Аня вернулась, присела в кресло, изящно сложив на бочок ножки в лодочках и, загадочно улыбаясь, щёлкнула замочком сумочки, проверив пустую коробку от сигарет. Фикус распечатал свою пачку.
– Ты же не куришь.
– У меня бывают гости.
Разгадав актёрство Фикуса, Аня глотала дым пополам со щекоткой смеха.
– Где Юра? – Ветлову кольнула за него стародавняя тревога.
– Бывают же у человека стрессовые ситуации, – хохотнула Аня мурлыкающим смешком, покосившись на Романа. – Пришлось одолжить до вечера.
– Роман, покажи работы Гулова, – попросила серьёзно Вера.
Максимов будто ждал этого, стал услужливо вытаскивать громадные холсты, глядя на которые пробивалось у него на лице печальное недоумение.
Аня заторможено тянула руку с сигаретой к пепельнице и, забыв свои улыбочки, долго прижимала её там, разглядывая холст.
…Уже много лет Вячеслав Иванович писал урывками центральную фигуру триптиха. Хирурги и врачи озадачились над снимком. В кабинете красный свет. Главный врач с небольшим в коленях иксом стоит на кафельном полу и протягивает к свету жгутик с просыхающим на нём снимком сердца. Своей мощью и сонливой предопределённостью будто руководит течением болезни не врач, а кто другой.
– Саваоф, – проронила Ветлова, огорчаясь на большой недоконченный холст.
– Полно тебе…, – уклончиво молвила Аня, не уловив у Веры оттенка иронии. – Плечевой пояс навран, – безошибочно определив небольшую погрешность в рисунке, и отложила в пепельницу потухшую сигарету.
– В классики спешит, – пояснил Роман и добавил, – …мало работает.
Посидели над холстами, как на тризне, и Роман понёс их ставить к стене. На обратной стороне большого холста Ветлова заметила насмешливую надпись: «Совещание эскулапов».
Женщины попрощались с Максимовым и стали спускаться вниз.
– Фикус – мой, Фикус – мой! – запела Аня, едва отошли от здания фонда.
– Дуреха, ведь он женат.
– Ну и что? Это уже моё дело, – с чувством голода закурив новую сигаретку. – Меня давно никто не любил. Не осуждай меня, ладно? – взяла Веру под руку. – Мне стыдно, так стыдно, я, старая баба, и всё время смеюсь, как школьница.
Анна Борисовна Брагина была тридцати с лишним лет. Очаровательная синеглазая пышечка с толстенькими, классической формы икрами ног, постукивая низенькими каблучками, выпорхнула, наконец, на волю. Она надеялась найти здесь свои дворянские корни – дом бабушки. Не взяла потому с собой даже этюдника.
Вечером пришел Юра. Его заботливо доставил трезвый Фикус, поставил на стол бутылку лимонада, торт.
– Не пью, – сказал Роман, продолжая подавать себя образцом рыцарского поведения. В каждом поступке Романа сквозил легкий подтекст: он тяготился провинцией и хотел эту карту непременно отбить хорошим стилем.

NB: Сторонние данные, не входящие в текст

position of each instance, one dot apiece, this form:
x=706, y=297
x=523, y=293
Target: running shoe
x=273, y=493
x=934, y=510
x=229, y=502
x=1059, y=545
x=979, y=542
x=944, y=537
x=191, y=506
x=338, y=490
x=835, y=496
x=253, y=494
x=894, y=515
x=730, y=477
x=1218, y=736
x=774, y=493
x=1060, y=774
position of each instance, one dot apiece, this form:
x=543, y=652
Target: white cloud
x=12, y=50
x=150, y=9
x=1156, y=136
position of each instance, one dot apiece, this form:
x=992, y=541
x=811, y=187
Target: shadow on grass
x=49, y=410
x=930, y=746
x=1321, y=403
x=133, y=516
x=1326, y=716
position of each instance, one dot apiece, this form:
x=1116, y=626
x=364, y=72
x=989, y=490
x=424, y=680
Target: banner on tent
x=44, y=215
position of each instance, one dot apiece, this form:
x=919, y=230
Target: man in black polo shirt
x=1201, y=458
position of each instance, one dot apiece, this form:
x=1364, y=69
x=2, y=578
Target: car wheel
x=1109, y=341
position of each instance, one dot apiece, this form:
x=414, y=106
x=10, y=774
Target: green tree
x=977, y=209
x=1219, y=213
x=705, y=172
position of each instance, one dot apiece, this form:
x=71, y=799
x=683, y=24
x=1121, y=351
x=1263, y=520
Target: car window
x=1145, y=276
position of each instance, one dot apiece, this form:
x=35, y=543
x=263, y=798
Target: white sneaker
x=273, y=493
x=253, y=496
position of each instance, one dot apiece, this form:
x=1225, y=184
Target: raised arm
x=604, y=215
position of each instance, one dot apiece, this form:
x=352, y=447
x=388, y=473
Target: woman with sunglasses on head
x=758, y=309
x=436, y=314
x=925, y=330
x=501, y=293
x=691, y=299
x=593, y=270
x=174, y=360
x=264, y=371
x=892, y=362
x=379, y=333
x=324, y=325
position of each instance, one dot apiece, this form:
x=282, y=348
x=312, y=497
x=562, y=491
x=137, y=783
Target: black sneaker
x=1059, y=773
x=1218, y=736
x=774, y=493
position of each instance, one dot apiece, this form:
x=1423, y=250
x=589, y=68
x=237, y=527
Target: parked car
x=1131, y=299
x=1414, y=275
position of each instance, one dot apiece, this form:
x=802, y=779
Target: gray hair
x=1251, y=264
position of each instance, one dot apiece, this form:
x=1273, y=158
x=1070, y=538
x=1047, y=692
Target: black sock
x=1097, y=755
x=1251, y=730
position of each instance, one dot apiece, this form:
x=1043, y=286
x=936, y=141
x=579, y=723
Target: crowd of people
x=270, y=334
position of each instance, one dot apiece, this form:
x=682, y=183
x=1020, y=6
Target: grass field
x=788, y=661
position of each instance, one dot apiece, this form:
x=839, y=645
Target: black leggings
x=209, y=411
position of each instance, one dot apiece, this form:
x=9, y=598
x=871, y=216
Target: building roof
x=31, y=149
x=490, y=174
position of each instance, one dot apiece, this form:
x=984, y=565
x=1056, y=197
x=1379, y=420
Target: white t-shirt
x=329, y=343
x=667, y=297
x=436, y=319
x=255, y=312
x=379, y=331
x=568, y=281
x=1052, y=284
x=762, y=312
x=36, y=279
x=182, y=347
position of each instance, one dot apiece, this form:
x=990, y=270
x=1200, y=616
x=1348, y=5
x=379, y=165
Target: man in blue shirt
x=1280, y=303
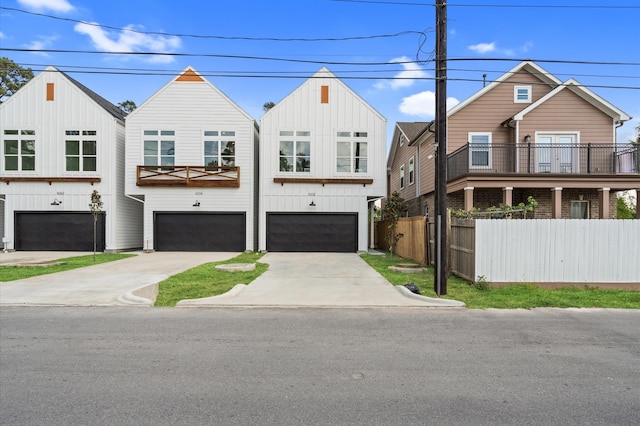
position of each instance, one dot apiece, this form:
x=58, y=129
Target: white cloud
x=404, y=78
x=55, y=5
x=130, y=41
x=41, y=43
x=423, y=104
x=483, y=47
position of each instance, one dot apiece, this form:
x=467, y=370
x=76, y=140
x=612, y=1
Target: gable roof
x=323, y=73
x=411, y=131
x=102, y=102
x=573, y=85
x=189, y=75
x=533, y=68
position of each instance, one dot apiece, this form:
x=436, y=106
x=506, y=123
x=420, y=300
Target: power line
x=266, y=58
x=537, y=6
x=305, y=77
x=216, y=37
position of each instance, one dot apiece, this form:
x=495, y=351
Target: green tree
x=393, y=209
x=267, y=106
x=625, y=208
x=127, y=106
x=12, y=77
x=96, y=210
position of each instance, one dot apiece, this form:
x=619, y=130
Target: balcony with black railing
x=539, y=159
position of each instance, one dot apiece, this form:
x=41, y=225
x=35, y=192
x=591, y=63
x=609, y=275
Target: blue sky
x=484, y=37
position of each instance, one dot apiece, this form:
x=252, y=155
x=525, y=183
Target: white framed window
x=295, y=151
x=479, y=150
x=351, y=152
x=159, y=147
x=522, y=94
x=219, y=148
x=580, y=209
x=19, y=150
x=80, y=150
x=411, y=171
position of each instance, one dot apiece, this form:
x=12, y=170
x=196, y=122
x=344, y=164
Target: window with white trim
x=522, y=94
x=479, y=150
x=159, y=147
x=80, y=150
x=411, y=171
x=219, y=148
x=19, y=149
x=351, y=152
x=295, y=151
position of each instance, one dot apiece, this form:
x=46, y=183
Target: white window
x=522, y=94
x=159, y=148
x=19, y=149
x=579, y=209
x=295, y=151
x=80, y=150
x=411, y=171
x=479, y=150
x=351, y=152
x=219, y=148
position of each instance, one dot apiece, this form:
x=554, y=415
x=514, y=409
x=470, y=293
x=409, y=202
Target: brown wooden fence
x=418, y=243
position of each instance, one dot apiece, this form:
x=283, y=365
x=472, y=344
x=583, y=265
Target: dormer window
x=522, y=94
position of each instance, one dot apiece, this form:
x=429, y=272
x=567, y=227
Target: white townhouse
x=191, y=163
x=60, y=142
x=322, y=166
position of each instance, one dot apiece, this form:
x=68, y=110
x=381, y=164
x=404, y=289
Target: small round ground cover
x=237, y=267
x=408, y=268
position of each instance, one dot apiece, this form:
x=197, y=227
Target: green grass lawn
x=206, y=281
x=11, y=273
x=510, y=297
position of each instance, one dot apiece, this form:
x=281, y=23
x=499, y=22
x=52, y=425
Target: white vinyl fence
x=558, y=251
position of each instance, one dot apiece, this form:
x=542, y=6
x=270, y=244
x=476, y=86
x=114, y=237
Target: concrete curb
x=430, y=300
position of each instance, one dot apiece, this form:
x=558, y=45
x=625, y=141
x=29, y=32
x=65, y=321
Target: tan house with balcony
x=526, y=134
x=191, y=161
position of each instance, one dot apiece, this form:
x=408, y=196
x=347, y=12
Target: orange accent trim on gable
x=189, y=75
x=324, y=94
x=50, y=91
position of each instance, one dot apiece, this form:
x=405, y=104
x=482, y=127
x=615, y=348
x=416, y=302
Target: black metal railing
x=535, y=159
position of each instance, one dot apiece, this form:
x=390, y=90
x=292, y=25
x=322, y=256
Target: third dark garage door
x=312, y=232
x=176, y=231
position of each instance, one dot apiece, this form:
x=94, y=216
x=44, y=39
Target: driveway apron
x=321, y=280
x=103, y=284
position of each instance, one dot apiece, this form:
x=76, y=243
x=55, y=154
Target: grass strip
x=509, y=297
x=206, y=281
x=12, y=273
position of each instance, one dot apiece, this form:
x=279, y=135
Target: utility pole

Юра приличных манер не терпел вовсе, считал их ложью. Свою провинцию любил всей распахнутой душой, с вызовом неосторожно рванул с иглы одну из тех драгоценных пластинок, которые Вера, уезжая от него, отставила здесь по его же просьбе. Вечер Юра закончил, упиваясь надрывом дисков с песнями Владимира Высоцкого и декламациями Андрея Вознесенского.
Роман, чуткий к стрессовой ситуации Жилкина, отвел его ночевать к родителям.
Аня и Вера приняли душ и блаженно растянулись на своих привезенных крахмальных простынях:
– Люблю чистое белье, – сказала Аня. – Не стала бы спать с мужиком, если бы увидела у него грязные уши или несвежие носки.